On the call today I mentioned samlbits.org as a component in a SAML distribution architecture.
It's a content distribution network (CDN) architected to the purpose of SAML metadata and caching on a global scale.

An initiative led by Leif J and used by others, high level details can be seen here: http://samlbits.org

I didn’t realize how much I wrote but I did chunk it up a bit ;)

Chris.



How it works:
  • There are physical nodes/caches on various continents and locations globally.
  • The SAMLbits cache servers are configured to mirror an HTTP url and then cache and redistribute it.
  • Content is still hosted on a federation's server and SAMLbits just mirrors it
    •  Samlbits is able to be more clever about cache duration and changes etc.
How does this help Tom's signing challenge?

If we use the example of how inCommon has been signing things offline and then publishing them, SAMLbits is just a redistribution of  these files.

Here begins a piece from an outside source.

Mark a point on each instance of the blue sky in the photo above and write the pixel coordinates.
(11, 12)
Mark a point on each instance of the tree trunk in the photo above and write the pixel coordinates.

The function of the MDQ server is lessened and the simple serving of files requests (with the right mime type) become more prominent.
You can point samlbits at an MDQ server that is under higher controls than that of AWS for instance, but at the risk of not getting the functionality it offers beyond that of an apache server configured in the right manner.

If my SP only refers to SAMLbits for retrieving metadata and not my origin server, the idea is that the cache can respond and in turn not hammer the origin server 

It also means that the signing key resides in it's current safe location without changing things.

The trade off is that signing MDQ content is much less dynamic, the question being: is this loss of functionality ok?

What do I lose, there no such thing as a free lunch right?

It's pretty good but we have not prescribed it for our production metadata distribution yet.  
This is a big step injecting another cog in the machine and something we do not control which is the biggest obstacle — would one delegate metadata availability to a 3rd party service?
(the trade is that you get higher availability with less effort and cost) 

To answer the above, here are things we have an interest in knowing more about the behaviour of the CDN:

Cache refresh
There is this notion of caching and then living by the cache cycle (or valid until date in metadata).  How frequently (or not due to being a true cache) does a file get refreshed will play into distribution.  I think of this as an 'eventual consistency' situation.  When there are multiple tiers of caching (SP/IdP, distribution points, etc) and different cache policies (1hr retrieval, retrieve from disk and statically updated), it gets a bit difficult to forecast WHEN an update is fully propagated.  Leif would be able to weigh in on this more.

Logging of requests.
If you have a known location to retrieve files, you can enumerate who retrieves files and infer (or in the case of HEANET who use Jagger and a special url for each IdP/SP) be very precise about who retrieved what file when.  This mitigates the concerns about 'Did service X see update Y for IdP Z and is it still a problem?'. You can better triangulate things if you know retrieval stats (Ips from AWS aside, you can somewhat guess who's fetching things).

One feature that Leif built into the architecture at our request was the ability to syslog the access to the cache for a given endpoint.  You will note that CAF is listed as a configured aggregate. When someone accesses a URL there we have a UDP syslog endpoint that tracks access to the aggregate.  This at least allows equal (no better/no worse) info about who's retrieving the aggregate.  This is part of the configuration of samlbits for an endpoint.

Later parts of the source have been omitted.